Introduction

We have all been there. You ask a voice assistant a simple question like, “How do I choose a new phone?” and it responds by reading a five-paragraph essay out loud. It drones on, listing “bullet point one,” reading out URLs, or using complex sentence structures that force you to concentrate intensely just to follow the logic. By the time it finishes, you have forgotten the beginning of the sentence.

This creates a fundamental friction in modern AI. While Large Language Models (LLMs) like GPT-4 or Llama have revolutionized information retrieval, they are primarily trained to generate text. We read text with our eyes, which allows us to scan, skip ahead, and re-read complex clauses. However, when we interact with AI via voice—through smart speakers, car assistants, or accessibility tools—we are using our ears.

Speech is serial and transient. Once a word is spoken, it is gone. You cannot “scan” an audio wave with your ears the way you scan a paragraph with your eyes.

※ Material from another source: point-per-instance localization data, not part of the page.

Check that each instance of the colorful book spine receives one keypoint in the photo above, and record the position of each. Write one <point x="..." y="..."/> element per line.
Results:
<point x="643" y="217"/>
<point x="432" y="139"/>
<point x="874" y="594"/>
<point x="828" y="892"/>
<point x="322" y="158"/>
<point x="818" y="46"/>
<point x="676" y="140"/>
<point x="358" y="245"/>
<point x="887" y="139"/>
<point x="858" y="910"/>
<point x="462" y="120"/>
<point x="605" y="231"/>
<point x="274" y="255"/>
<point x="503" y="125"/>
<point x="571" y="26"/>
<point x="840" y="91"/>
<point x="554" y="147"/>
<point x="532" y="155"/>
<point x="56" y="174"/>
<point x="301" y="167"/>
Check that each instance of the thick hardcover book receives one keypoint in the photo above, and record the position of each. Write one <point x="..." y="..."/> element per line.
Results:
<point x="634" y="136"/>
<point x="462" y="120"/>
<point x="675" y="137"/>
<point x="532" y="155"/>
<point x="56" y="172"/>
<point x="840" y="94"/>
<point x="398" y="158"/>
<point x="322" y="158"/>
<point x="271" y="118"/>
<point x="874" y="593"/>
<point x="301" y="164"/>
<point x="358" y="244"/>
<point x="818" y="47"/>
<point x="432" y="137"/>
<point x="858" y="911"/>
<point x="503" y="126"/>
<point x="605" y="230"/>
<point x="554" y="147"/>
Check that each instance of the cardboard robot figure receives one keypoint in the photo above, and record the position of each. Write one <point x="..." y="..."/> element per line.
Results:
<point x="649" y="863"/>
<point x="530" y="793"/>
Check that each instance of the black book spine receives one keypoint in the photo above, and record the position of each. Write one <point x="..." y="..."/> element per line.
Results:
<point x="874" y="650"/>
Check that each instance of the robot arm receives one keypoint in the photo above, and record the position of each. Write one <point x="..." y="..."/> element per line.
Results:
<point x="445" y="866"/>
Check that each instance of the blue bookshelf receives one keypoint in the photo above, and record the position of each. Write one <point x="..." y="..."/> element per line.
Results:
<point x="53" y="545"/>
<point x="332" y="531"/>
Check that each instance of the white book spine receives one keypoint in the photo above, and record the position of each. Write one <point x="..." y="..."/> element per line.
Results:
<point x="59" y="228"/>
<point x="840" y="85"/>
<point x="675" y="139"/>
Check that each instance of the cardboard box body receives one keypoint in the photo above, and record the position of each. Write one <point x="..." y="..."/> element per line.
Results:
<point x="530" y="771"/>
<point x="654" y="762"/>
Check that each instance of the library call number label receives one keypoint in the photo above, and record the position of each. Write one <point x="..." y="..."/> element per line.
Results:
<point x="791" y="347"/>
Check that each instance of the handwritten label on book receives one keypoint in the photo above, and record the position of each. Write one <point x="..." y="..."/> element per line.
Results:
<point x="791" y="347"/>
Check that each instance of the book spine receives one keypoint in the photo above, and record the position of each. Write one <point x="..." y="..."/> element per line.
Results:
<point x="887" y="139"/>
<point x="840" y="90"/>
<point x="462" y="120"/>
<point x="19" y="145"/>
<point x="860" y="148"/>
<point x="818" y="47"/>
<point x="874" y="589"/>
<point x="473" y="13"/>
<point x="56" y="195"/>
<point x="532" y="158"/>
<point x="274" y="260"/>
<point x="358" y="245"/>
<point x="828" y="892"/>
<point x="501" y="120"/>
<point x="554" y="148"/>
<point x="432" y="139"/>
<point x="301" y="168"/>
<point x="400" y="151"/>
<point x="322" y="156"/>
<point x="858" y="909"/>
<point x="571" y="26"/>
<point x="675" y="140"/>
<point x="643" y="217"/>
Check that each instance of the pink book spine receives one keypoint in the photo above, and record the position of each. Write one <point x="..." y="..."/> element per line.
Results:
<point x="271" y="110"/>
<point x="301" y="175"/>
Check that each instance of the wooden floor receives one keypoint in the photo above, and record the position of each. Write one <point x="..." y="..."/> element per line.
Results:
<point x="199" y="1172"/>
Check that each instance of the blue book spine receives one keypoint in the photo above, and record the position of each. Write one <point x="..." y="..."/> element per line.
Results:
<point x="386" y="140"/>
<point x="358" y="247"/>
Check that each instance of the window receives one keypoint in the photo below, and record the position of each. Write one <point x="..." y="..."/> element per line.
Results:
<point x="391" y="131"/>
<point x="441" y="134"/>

In a fascinating research paper titled “Speechworthy Instruction-tuned Language Models,” researchers from USC and Amazon investigate this modality mismatch. They argue that models aligned purely on text preferences fail to meet the unique cognitive requirements of spoken conversation. Their work proposes a new framework for creating “Speechworthy” LLMs using insights from the radio industry, novel prompting strategies, and a unique speech-based preference dataset.

Current instruction-tuned language models tend to generate verbose responses with nonvocalizable content, such as bullet lists or parentheses, that are not suitable for responses that are delivered as speech by voice assistants.

The Problem: The Text-Speech Mismatch

To understand why current AI struggles with voice, we must look at how it is trained. Most instruction-tuned language models (ITLMs) are fine-tuned using Reinforcement Learning from Human Feedback (RLHF). Human annotators read two text responses and pick the best one.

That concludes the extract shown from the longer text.